Don’t be fooled. The patient with no immune system deserves significant respect and requires our vigilance.
Be thorough.Where is the source? Look at the mucous membranes and consider necrotizing fasciitis (i.e., look in the perineum)!
Be aggressive! If the child looks sick, throw all of the antibiotics at them. If the child looks well, monotherapy is recommended.
High Risk vs Low Risk… don’t decide alone. Your physical exam and lab results will help determine whether a patient is high risk or low risk, but that determination should be made concurrently with the patient’s oncologist.
Leukostasis occurs with WBC count greater than 50,000 with symptoms (usually 100,000), predominantly pulmonary and neurologic symptoms.80% of patients will have fever, so treat for infection concurrently. Chemotherapy is the only treatment that decreases mortality, but if not available, leukopheresis is the next step.

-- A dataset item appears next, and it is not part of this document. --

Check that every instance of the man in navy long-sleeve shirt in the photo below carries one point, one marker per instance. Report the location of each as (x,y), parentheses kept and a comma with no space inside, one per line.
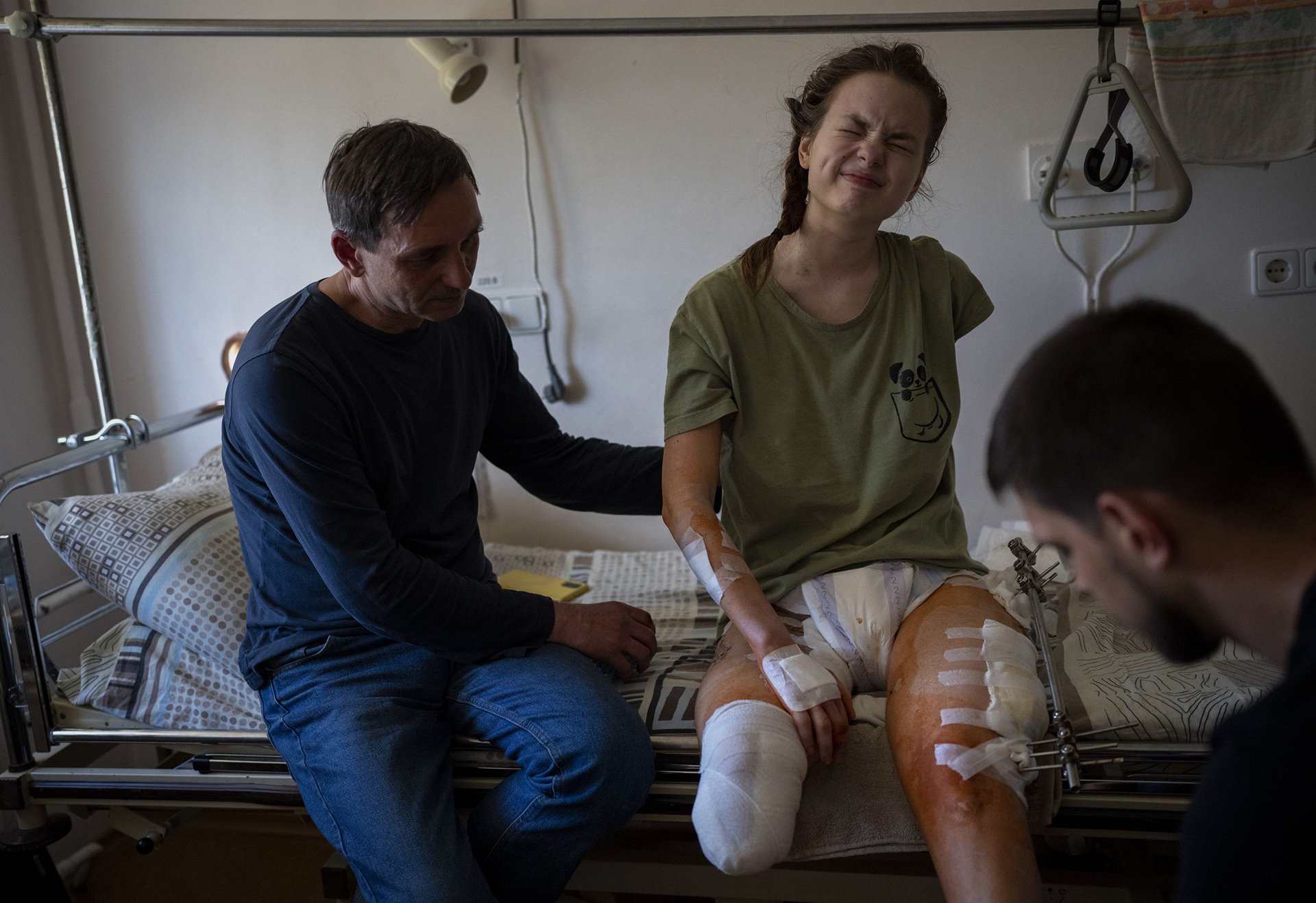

Neutropenic fever is defined as a single oral temperature greater than 38.3 oC or temperature >38.0 oC for one hour, with absolute neutrophil count (ANC) of < 1500 cells/microL, with severe defined as an ANC less than 500 cells/microL or an expected drop to < 500 over 48 hours. 30% of fevers are due to infection, with gram positives accounting for 60% of infections. Broad coverage targeting gram positives and pseudomonas is needed.
Venous Thromboembolism (VTE) (DVT, Pulmonary Embolism (PE))is common in cancer, with 15% of patients with malignancy experiencing DVT/PE. Khorana score is validated for VTE risk stratification in this patient population. CT PE and DVT US are the best tests. Anticoagulation with heparin has the best literature support for treatment.